In the most recent round of legal wranglings between nurses and management at Danville, Pa.-based Penn State Geisinger Health System, a union victory was reversed April 9 after 73 previously challenged and sealed election ballots were counted, a labor official said.
Of the 82 total challenged ballots, 73 votes were tallied, and of the 73, 46 voted against the union, and 27 voted in favor of it, said Francis Hoeber, a spokesman for the Philadelphia Regional Office of the National Labor Relations Board.
The final vote was a close one: 367 against the union, 358 for it.
In December nurses voted 331-321 in favor of joining District 1199P of the Service Employees International Union.
The 73 unsealed votes were cast by members of the Tel-A-Nurse program, through which registered nurses provide medical assistance over the phone, Hoeber said.
In the March 26 ruling, the NLRB determined that 73 of the Tel-A-Nurses should be allowed to vote on whether the hospital's 700 registered nurses will be represented by the SEIU.
The results were a setback for the union but not for the nurses, District 1199P Vice President Neal Bisno said in a press release.
District 1199P promises to press on with efforts to have a new election held at the hospital.
A new election is possible only if the NLRB finds merit in the union's allegations that management illegally tried to influence nurses to vote against the union before the December election.

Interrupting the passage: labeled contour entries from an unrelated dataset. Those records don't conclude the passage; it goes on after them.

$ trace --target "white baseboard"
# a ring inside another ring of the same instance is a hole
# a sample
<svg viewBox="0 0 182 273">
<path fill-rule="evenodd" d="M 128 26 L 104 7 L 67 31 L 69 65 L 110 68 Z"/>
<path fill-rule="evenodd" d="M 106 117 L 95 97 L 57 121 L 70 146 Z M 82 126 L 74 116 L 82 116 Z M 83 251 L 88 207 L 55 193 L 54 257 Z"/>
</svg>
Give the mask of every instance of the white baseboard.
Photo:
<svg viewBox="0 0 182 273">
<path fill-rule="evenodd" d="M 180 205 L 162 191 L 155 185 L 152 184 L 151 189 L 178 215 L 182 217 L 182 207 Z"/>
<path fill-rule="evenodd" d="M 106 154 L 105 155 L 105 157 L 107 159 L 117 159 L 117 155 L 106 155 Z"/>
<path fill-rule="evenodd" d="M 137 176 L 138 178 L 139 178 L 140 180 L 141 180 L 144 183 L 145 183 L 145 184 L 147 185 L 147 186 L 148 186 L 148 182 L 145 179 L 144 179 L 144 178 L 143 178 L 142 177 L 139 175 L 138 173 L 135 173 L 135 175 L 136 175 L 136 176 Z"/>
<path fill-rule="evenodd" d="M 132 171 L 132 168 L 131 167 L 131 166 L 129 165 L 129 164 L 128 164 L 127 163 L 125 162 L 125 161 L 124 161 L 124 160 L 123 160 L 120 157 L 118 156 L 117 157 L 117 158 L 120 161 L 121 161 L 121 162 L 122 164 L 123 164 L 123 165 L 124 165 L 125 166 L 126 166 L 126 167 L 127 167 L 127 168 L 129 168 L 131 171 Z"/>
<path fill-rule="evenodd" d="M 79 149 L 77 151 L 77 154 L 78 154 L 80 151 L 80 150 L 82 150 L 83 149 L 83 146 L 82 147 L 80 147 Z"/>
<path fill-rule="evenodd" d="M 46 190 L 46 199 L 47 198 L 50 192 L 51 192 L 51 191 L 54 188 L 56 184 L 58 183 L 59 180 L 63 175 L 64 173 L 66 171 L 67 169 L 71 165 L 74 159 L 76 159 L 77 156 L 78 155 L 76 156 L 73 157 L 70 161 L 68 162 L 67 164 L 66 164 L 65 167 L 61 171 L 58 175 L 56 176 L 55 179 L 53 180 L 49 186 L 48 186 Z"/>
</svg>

The union alleges "a pattern of threats, intimidation, discrimination and other unlawful conduct on the part of (Geisinger Medical Center) during the election campaign last fall."
The NLRB, which officiates union elections, will review those objections as well as a list of others filed by management.
However, management will probably drop its allegations of improper union conduct considering the April 9 results, said hospital spokesman Bob Bomboy.